What was this work of Christ? In what terms shall we express it? At all events it was a greater work than any other son of man has ever attempted. Men have attempted much, and some of them have given themselves to their chosen enterprises with extraordinary devotion and tenacity. The conqueror has devoted himself to his scheme of subduing the world; the patriot to the liberation of his country; the philosopher to the enlargement of the realm of knowledge; the inventor has rummaged with tireless industry among the secrets of nature; and the discoverer has risked his life in opening up untrodden continents and died with his face to his task. But none ever undertook a task worthy to be compared with that which engrossed the mind of Jesus.
It was a work for God with men, and it was a work for men with God.
The thought that it was a work for God, with which God had charged Him, was often in Christ's mouth, and this consciousness was one of the chief sources of His inspiration. "I must work the work of Him that sent Me while it is day," He would say; or, "Therefore doth my Father love Me, because I do always those things which please Him." And, at the close of His life-work, He said, in words closely related to those of our text, "I have glorified Thee on the earth, I have finished the work which Thou gavest Me to do." This was His task, to glorify God on the earth—to make known the Father to the children of men.

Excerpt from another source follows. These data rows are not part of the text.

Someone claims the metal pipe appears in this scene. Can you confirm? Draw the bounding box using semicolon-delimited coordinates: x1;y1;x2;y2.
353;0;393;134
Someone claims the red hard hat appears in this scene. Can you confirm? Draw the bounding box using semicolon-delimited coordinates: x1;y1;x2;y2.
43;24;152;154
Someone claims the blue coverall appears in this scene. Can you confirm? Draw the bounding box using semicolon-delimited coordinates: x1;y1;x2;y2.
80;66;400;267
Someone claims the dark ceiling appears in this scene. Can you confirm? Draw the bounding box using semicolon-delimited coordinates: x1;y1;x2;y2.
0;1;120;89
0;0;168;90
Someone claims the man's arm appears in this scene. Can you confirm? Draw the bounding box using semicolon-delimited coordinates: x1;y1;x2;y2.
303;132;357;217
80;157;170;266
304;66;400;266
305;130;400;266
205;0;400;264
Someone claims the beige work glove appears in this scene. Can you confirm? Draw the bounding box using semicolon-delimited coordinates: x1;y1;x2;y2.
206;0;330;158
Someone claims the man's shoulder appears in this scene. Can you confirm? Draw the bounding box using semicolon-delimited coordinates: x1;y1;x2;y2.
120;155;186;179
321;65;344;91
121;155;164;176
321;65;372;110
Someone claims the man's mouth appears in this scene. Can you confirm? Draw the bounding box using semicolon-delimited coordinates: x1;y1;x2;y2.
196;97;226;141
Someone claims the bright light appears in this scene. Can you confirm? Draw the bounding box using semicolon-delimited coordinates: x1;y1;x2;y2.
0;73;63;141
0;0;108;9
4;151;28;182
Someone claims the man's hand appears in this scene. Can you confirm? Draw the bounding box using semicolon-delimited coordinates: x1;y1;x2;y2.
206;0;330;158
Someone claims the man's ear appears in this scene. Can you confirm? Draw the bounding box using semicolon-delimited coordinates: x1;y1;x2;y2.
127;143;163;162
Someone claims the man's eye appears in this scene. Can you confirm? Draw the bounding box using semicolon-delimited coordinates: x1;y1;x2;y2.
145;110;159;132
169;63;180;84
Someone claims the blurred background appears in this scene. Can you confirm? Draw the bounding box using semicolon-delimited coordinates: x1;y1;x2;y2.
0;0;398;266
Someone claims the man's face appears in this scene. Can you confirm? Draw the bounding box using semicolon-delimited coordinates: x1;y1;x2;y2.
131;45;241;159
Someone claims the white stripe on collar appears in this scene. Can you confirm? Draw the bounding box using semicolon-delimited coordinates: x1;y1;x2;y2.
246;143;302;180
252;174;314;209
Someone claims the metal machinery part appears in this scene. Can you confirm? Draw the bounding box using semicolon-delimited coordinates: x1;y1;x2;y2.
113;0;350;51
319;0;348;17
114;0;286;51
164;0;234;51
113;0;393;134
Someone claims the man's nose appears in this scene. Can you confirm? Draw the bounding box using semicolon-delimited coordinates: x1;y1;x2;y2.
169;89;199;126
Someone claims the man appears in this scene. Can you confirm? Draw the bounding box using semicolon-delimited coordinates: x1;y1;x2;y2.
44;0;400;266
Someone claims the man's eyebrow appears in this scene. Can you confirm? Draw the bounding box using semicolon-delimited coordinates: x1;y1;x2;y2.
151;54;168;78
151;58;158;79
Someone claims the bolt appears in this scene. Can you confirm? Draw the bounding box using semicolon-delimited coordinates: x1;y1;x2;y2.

But just as obviously was it a work for men with God. This was stamped on all His words and on the entire tenor of His life. He was bringing men back to God, and He had to remove the obstacles which stood in the way. He had to roll away the stone from the sepulchre in which humanity was entombed and call the dead to come forth. He had to press His weight against the huge iron gates of human guilt and doom and force them open. He had done so; and, as He said, "It is finished," He was at the same time saying to all mankind, "Behold, I have set before you an open door, and no man can shut it."

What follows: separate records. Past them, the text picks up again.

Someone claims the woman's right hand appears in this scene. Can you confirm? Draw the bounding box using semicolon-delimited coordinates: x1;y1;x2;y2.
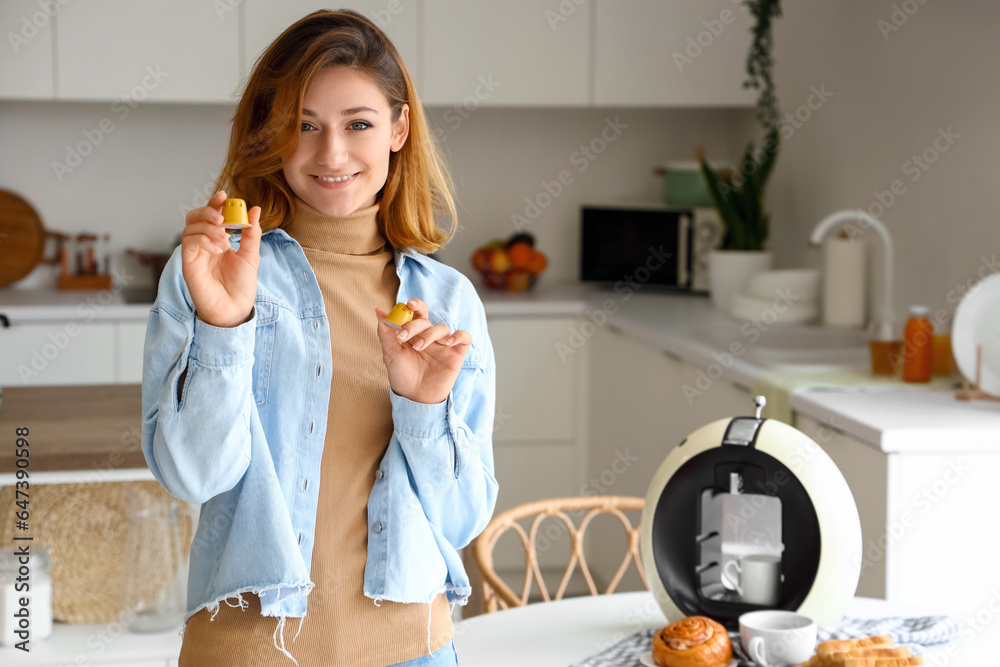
181;190;262;328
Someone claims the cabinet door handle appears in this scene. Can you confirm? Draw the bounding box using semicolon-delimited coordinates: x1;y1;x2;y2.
0;313;8;328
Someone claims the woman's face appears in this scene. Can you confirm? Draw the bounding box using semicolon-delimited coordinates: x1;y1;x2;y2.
282;65;409;218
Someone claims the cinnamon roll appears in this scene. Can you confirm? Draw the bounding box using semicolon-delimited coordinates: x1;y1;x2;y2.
652;616;732;667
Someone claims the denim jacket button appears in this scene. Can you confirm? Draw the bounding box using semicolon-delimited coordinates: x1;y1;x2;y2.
303;479;309;490
314;320;320;329
372;522;383;533
309;421;315;434
298;532;303;544
316;365;322;376
375;469;384;480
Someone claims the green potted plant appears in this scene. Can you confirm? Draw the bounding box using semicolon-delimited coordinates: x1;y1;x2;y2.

The more difficult and prolonged any task is, the greater is the satisfaction of finishing it. Everyone knows what it is, after accomplishing anything on which a great deal of labour has been bestowed or the accomplishment of which has been delayed, to be able to say, "There; it is finished at last." In the more signal efforts of human genius and energy there is a satisfaction of final achievement which warms even spectators with sympathy at the distance of hundreds of years. What must it be to the poet, after equipping himself by the labours of a lifetime with the stores of knowledge and the skill in the use of language requisite for the composition of a "Divine Comedy" or a "Paradise Lost," and after wearing himself lean for many years at his task, to be able at last, when the final line has been penned, to write Finis at the bottom of his performance? What must it have been to Columbus, after he had worn his life out in seeking the patronage necessary for his undertaking and endured the perils of voyaging in stormy seas and among mutinous mariners, to see at last the sunlight on the peak of Darien which informed him that his dream was true and his lifework accomplished? When we read how William Wilberforce, the champion of Slave Emancipation, heard on his deathbed, a few hours before he breathed his last, that the British Legislature had agreed to the expenditure necessary to secure the object to which he had sacrificed his life, what heart can refuse its tribute of sympathetic joy, as it thinks of him expiring with the shouts of emancipated millions in his ears? These are feeble suggestions of the triumph with which Christ saw, fallen behind Him, His accomplished task, as He cried, "It is finished."
II.
If Jesus had during life a vast work on hand which He was able on the cross to say He had finished, He was in quite as exceptional a degree a sufferer; yet on the cross He was able to say that His suffering also was finished.
Suffering is the reverse side of work. It is the shadow that accompanies achievement, as his shadow follows a man. It is due to the resistance offered to the worker by the medium in which he toils.
The life of Jesus was one of great suffering, because He had to do His work in an extremely resistant medium. His purpose was so beneficent, and His passion for the good of the world so obvious, that it might have been expected that He would meet with nothing but encouragement and furtherance. He was so religious that all the religious forces might have been expected to second His efforts; He was so patriotic that it would have been natural if His native country had welcomed Him with open arms; He was so philanthropic that He ought to have been the idol of the multitude. But at every step He met with opposition. Everything that was influential in His age and country turned against Him. Obstruction became more and more persistent and cruel, till at length on Calvary it reached its climax, when all the powers of earth and hell were combined with the one purpose of crushing Him and thrusting Him out of existence. And they succeeded.
But the mystery of suffering is very insufficiently explained when it is defined as the reaction of the work on the worker. While a man's work is what he does with the force of his will, suffering is what is done to him against his will. It may be done by the will of opponents and enemies. But this is never the whole explanation. Above this will, which may be thoroughly evil, there is a will which is good and means us good by our suffering.